The state-owned power supplier has modified the energy rates consumers will start paying from April 1, 2025. Karnataka Electricity Regulatory Commission (KERC) suggested a new multi-year tariff (MYT) order which states that, although energy charges will be lowered, fixed charges will be raised. As for now, citizens in Karnataka will be paying higher fixed charges beginning 2025, with domestic customers paying an energy charge of Rs 5.90, a drop to Rs 5.80 is expected for 2025-26 and then further drop to Rs 5.75 by 2027-28. Fixed charges will begin at Rs 120, climb to Rs 145, then Rs 155, reached by the third year.
Fixed energy costs will lead to increased bills for some citizens, but officials argue that, in the long term, the lower energy costs will offset the impact. Other citizens such as industrial and commercial consumers will also be benefiting.

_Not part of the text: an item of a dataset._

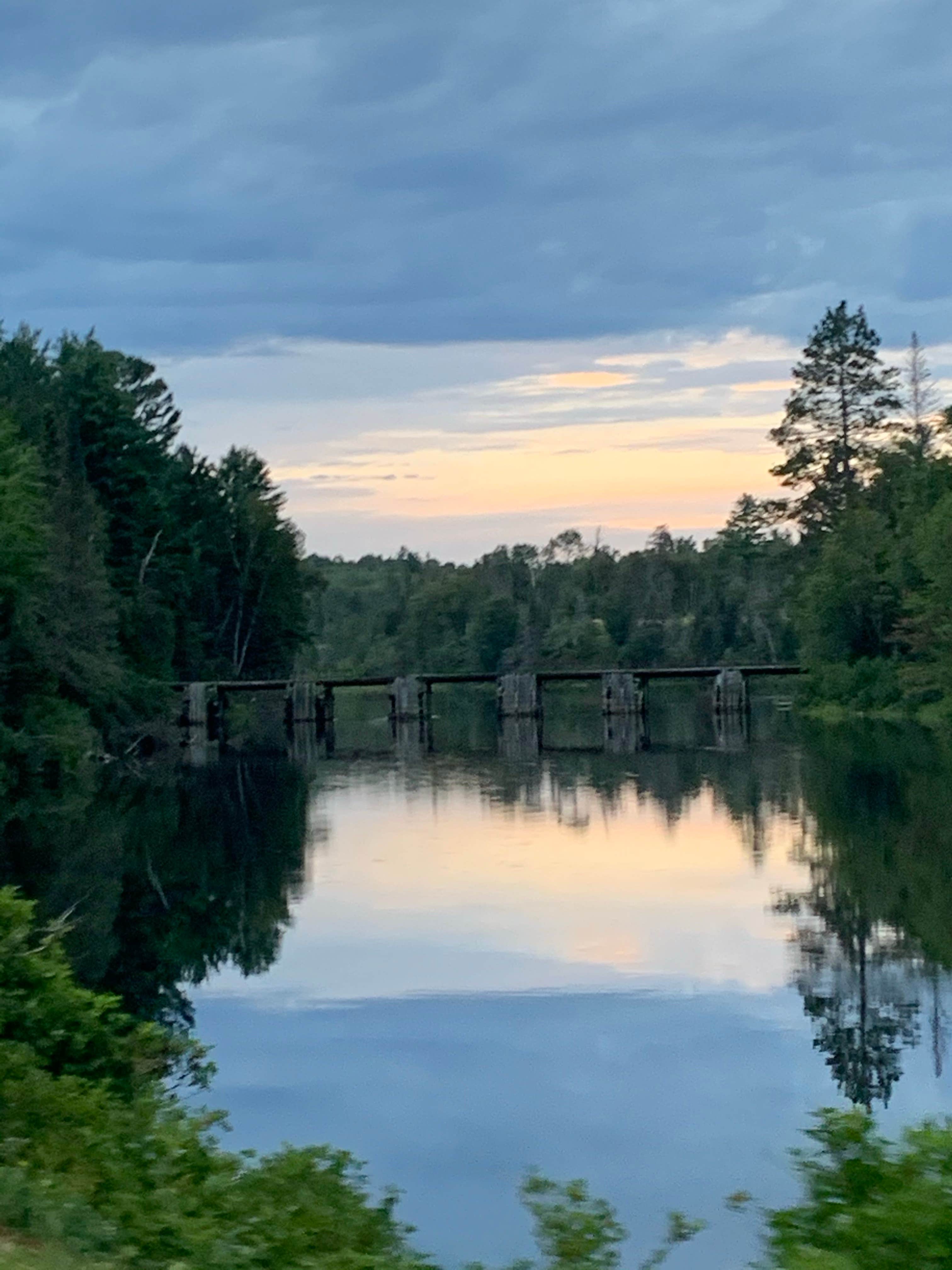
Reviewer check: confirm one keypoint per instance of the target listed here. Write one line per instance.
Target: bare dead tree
(923, 407)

The HT-2 (a) industrial tariff will drop by 30 paisa, from Rs 6.90 to Rs 6.60 per unit for the first two years, falling to Rs 6.50 in the third year. The HT-2 (b) commercial tariff sees a sharper cut, with it’s rate from Rs 8 to 5.95 in the first year, and further drops to 5.40 by 2027-28.

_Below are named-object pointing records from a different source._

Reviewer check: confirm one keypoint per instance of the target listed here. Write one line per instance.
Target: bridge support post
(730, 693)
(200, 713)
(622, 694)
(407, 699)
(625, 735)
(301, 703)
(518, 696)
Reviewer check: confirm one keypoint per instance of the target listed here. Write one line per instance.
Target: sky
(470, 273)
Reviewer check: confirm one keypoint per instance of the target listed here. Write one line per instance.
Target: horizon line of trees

Even as power supply companies geared up to raise proposed hikes from 67 to 96 paise per unit over the next two years, the KERC still rolled out a new tariff. Along with dismissing the significant increase, KERC also streamlined the tariff by removing sanctioned load slabs which guarantee a uniform charge structure.
A surcharge meant to begin covering pension and gratuity payments for retired employees of Karnataka Power Transmission Corporation Escoms and KPTCL will now be charged 36 paise per unit in 2025-26 and drop to 34 paise per unit by 2027-28.
Fixed costs for customers consuming 200 units or more per month will see a bill increase. This comes with the KERC lowering the unit prices for industrial users, something they greatly appreciate.